The CIA recently fired an officer who supposedly leaked the secret prison story to the press. On one hand, this is ridiculous in an administration that has looked the other way or aided and abetted the outing of a CIA agent for political purposes. On the other hand, this is a reasoned response. You can't have CIA agents leaking classified information on a whim. Her losing her job may be the price she has to pay to do the right thing. Kind of the way I feel about the torture problem. If you really, really believe that you have a ticking bomb and the only way to get the info is to torture, you do what you have to do, but you do it knowing that you are a) breaking the law, b) doing something terribly wrong only because you think a greater wrong can be prevented, and c) going to have to stand accountable for your actions. Not sure that makes sense, but it does to me.

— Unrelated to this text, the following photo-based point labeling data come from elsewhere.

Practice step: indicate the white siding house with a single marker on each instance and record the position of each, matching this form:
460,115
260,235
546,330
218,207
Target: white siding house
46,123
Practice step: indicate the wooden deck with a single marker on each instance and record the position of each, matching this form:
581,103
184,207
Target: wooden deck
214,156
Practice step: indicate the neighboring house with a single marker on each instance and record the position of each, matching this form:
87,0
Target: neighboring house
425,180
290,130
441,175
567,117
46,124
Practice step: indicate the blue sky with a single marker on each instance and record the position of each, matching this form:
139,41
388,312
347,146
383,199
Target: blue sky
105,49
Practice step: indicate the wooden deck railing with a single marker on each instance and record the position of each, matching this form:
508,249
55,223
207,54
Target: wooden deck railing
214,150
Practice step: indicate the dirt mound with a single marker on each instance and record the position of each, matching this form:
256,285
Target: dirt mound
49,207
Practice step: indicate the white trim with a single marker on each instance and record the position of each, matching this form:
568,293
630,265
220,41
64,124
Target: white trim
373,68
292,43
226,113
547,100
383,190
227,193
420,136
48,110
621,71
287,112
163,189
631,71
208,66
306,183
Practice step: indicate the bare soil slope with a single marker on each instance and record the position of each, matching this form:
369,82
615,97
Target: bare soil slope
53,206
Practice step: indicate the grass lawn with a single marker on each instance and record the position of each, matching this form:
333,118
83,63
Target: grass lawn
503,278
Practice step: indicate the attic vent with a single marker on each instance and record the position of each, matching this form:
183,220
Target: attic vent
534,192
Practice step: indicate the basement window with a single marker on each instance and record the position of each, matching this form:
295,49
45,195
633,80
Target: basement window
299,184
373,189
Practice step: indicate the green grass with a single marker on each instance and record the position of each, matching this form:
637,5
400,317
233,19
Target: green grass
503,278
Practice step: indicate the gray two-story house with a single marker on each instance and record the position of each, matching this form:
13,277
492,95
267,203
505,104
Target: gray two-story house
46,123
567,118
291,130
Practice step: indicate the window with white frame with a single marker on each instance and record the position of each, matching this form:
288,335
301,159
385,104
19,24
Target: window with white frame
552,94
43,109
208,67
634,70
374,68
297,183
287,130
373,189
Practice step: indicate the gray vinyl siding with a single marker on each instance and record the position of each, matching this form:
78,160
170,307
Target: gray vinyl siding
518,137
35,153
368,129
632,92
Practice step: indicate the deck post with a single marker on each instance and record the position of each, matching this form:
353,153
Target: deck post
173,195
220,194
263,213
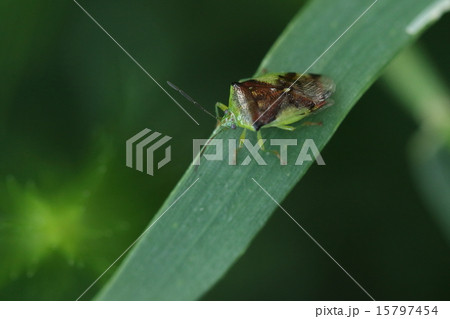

So, I am ok with her being fired, though I see her as a hero and hope there are more people like her in the CIA. But buried in the Wash Post story is a line that I think is not only typical of this administration, but represents a horrible trend that should be fought:

"The White House also has recently barraged the agency with questions about the political affiliations of some of its senior intelligence officers, according to intelligence officials."

Like I have said repeatedly, Clinton was accused of politicizing everything, yet his record seemed more moderate than that. He politicized political things, and understood that policy should be left to experts and making the best choice. Bush thinks everything is politics, and has politicized scientific inquiry, foreign policy decisions, and if this quote is true, is politicizing the CIA. You shouldn't care who these people vote for as long as they do their job right.


Anonymous said...

Except she says she didn't leak. And, it seems that much of the info revealed to the press was actually open-source information.

Do you know anything about I. F. "Izzy" Stone? Izzy was a great reporter who knew that acquiring sources within government could put a journalist in a difficult spot.

So, he avoided all that and spent his time reading public documents (these days known as open-source materials) and using his brain. With this strategy he managed to uncover miles of government mendacity. He was one of the first, for example, to question LBJ's characterization of the Gulf of Tonkin attacks.

When asked to describe what he saw as his role as journalist, he responded:

"To write the truth as I see it; to defend the weak against the strong; to fight for justice; and to seek, as best I can, to bring healing perspectives to bear on the terrible hates and fears of mankind, in the hope of someday bringing about one world, in which men will enjoy the differences of the human garden instead of killing each other over them."

It's a shame we don't have reporters like Izzy anymore.


Streak said...

Good point, dave. My post was written before that came out. If she didn't leak it, and is being fired for suspicion or even because, as one blog I read suggested, because she was accused of being a closet Kerry supporter, then that is clearly wrong.

I do remember Stone and that is sorely missed in our culture. The media has become more entertainment than a public service. Many foreign observers really say that we don't have a working media. And that is a shame. And ultimately, dangerous to our republic.